Berkshire Co-op

Great Barrington — At Berkshire Food Co-op, the staff doesn’t just sell wellness — they practice it, too.

Each January, interested employees sign up for the Co-op’s annual wellness challenge: a month-long initiative in which team members earn points by working toward their personal wellness goals. At the end of the month, the participant with the most points wins a prize.

“Any employee is welcome to sign up,” explained Program Coordinator Jessy Turner, who oversees the contest. “And beginning January 1 through the end of the month, you log wellness activities.” It’s an open-ended premise, and that’s by design.

“As we know, ‘wellness’ is not just physical wellness. It’s emotional wellness, it’s psychological wellness — all of that,” Turner said. “Basically, what it’s encouraging you to do, is to be more active, and be more mindful of whatever wellness is to you, and what you need to add in your life.”
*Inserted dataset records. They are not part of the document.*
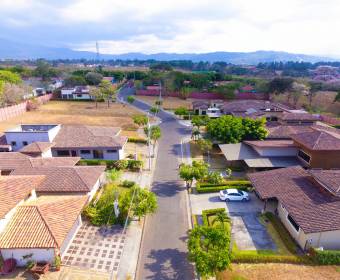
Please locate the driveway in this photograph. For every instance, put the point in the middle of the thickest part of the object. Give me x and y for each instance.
(95, 248)
(247, 231)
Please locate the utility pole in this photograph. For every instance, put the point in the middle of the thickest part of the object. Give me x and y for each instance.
(149, 141)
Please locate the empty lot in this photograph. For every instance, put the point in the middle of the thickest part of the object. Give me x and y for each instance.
(74, 112)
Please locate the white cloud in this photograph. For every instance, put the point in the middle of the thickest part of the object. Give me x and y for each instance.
(304, 26)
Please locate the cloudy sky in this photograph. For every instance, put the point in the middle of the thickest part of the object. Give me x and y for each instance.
(150, 26)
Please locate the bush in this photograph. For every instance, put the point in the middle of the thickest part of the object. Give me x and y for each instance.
(255, 257)
(326, 257)
(114, 164)
(207, 187)
(283, 232)
(127, 184)
(210, 212)
(137, 140)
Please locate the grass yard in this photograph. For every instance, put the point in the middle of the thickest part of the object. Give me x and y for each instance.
(71, 112)
(169, 103)
(280, 272)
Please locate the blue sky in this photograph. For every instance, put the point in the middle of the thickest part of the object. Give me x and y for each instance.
(150, 26)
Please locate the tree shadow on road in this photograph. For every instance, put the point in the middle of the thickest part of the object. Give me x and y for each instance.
(167, 189)
(169, 264)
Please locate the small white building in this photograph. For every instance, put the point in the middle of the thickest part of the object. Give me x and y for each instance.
(76, 93)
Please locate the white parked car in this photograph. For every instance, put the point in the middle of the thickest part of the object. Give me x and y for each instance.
(234, 195)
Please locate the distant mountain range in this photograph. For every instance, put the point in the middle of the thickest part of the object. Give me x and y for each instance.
(13, 50)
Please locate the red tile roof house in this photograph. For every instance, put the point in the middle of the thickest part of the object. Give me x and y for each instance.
(308, 203)
(88, 142)
(43, 227)
(62, 180)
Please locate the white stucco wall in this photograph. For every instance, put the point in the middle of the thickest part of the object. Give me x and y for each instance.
(38, 255)
(71, 234)
(276, 152)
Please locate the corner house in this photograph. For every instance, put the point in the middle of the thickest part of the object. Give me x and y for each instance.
(308, 203)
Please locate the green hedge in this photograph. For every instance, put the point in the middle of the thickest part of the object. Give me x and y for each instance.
(249, 257)
(326, 257)
(283, 232)
(123, 164)
(207, 188)
(137, 140)
(210, 212)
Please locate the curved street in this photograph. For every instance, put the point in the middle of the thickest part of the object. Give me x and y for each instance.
(163, 253)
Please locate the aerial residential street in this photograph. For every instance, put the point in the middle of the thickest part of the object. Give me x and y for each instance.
(163, 250)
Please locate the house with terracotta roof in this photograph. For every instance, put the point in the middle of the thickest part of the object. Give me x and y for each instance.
(66, 180)
(308, 203)
(259, 155)
(319, 148)
(88, 142)
(43, 228)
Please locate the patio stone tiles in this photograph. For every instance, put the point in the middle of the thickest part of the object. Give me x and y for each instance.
(96, 248)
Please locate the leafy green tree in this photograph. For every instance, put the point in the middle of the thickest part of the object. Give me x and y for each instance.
(140, 120)
(209, 249)
(229, 129)
(221, 218)
(197, 170)
(93, 78)
(142, 202)
(181, 111)
(130, 99)
(107, 91)
(199, 121)
(96, 94)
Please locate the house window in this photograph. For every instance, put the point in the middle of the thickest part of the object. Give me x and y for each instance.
(293, 223)
(304, 156)
(62, 153)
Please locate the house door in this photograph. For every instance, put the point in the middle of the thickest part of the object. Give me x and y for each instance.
(98, 154)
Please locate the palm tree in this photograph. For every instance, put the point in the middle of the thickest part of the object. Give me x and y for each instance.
(221, 217)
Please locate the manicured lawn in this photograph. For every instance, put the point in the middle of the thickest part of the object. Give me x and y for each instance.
(68, 112)
(279, 272)
(169, 103)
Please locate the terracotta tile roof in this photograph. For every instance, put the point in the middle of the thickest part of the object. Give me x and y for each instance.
(15, 160)
(54, 161)
(329, 178)
(42, 225)
(286, 116)
(318, 140)
(286, 131)
(310, 205)
(14, 189)
(271, 143)
(37, 147)
(65, 179)
(81, 136)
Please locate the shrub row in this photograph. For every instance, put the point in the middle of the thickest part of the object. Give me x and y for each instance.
(326, 257)
(123, 164)
(249, 257)
(137, 140)
(210, 212)
(282, 231)
(207, 188)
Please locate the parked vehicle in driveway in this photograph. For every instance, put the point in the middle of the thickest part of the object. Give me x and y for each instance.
(234, 195)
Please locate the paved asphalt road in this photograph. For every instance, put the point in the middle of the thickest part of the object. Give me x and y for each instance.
(163, 251)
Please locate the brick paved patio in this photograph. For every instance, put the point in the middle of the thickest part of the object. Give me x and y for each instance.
(96, 248)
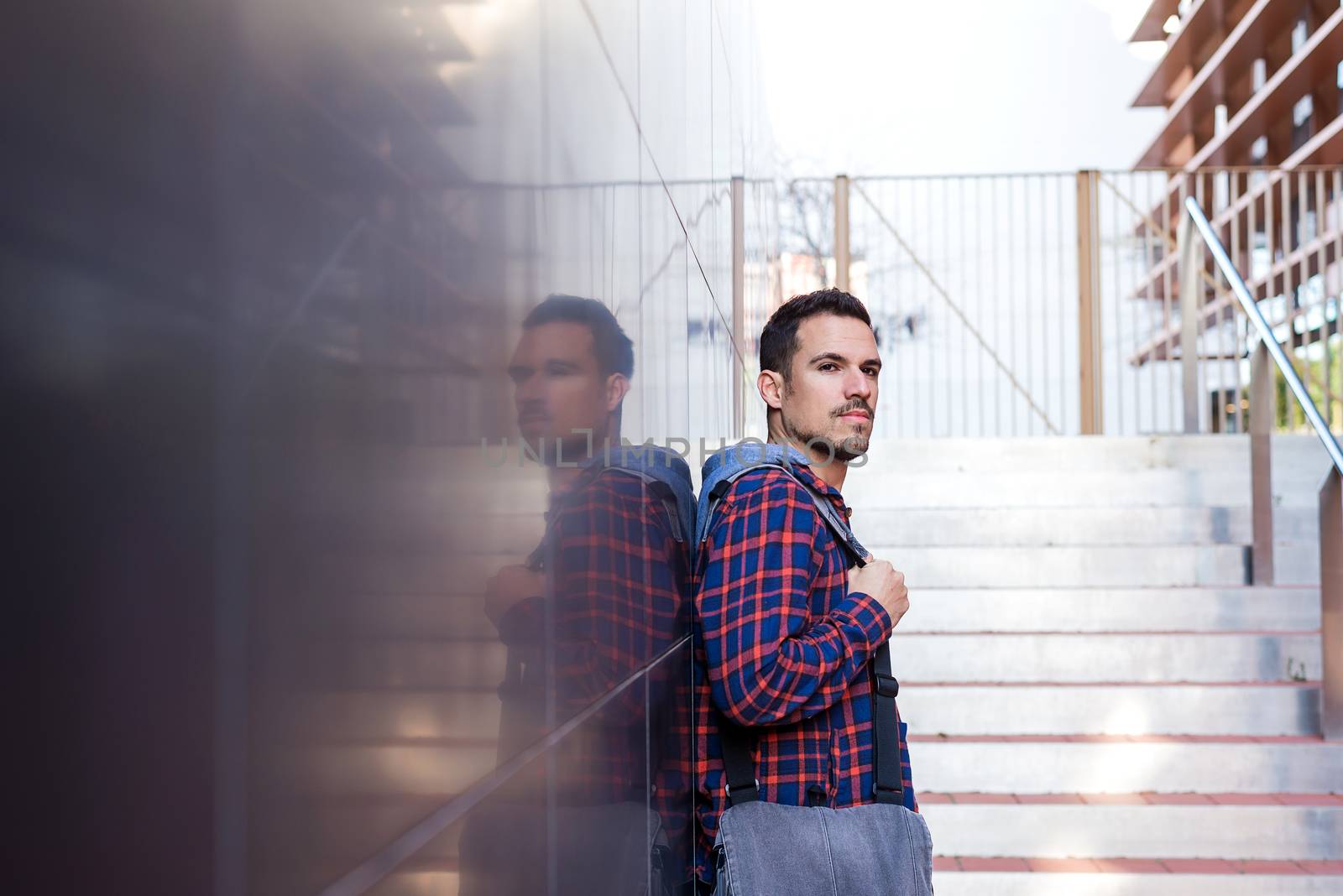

Participants can earn points for a wide range of activities, from strength exercises and cardio to meditation, with the only stipulation being that each activity lasts at least two minutes. This can also include making conscious healthy decisions, like opting for a salad when out for dinner, instead of a steak. “We’re kind of flexible, just because there’s so many aspects of what makes us well,” Turner said.

By allowing participants to choose their own activities, each person is able to pursue wellness from where they are, rather than chasing a universal goal. “That way, it’s fair for experienced gym-goers and the newbies,” Turner said. “So everyone’s on the same playing field.”

For those seeking a little more structure, the Co-op provides a calendar of suggested activities. “It’s accompanied by a video tutorial, as well as a modification for people who, for whatever reason, may not be able to fully do the activity. And then also a mindfulness activity, in case you can’t or don’t want to do the physical activity,” Turner said. “It’s totally voluntary, and it’s just a way for all of us to kind of be on the same page.”

A wellness competition isn’t just a way to boost employee morale — it has serious benefits for individuals when it comes to forming and maintaining healthy habits. The structure of a contest, plus the accountability it encourages, are powerful motivators. Even more importantly, working together with a group provides vital emotional support, which can make the difference between staying the course and giving up. A study by the American Osteopathic Association, for instance, showed that people who worked out as part of an organized group saw substantial benefits in quality of life, compared to those who worked out without social support, across all metrics: physical, mental and stress levels.

“I work with a really supportive group,” Turner said. “So I think in that way, we support each other’s emotional and physical wellness.”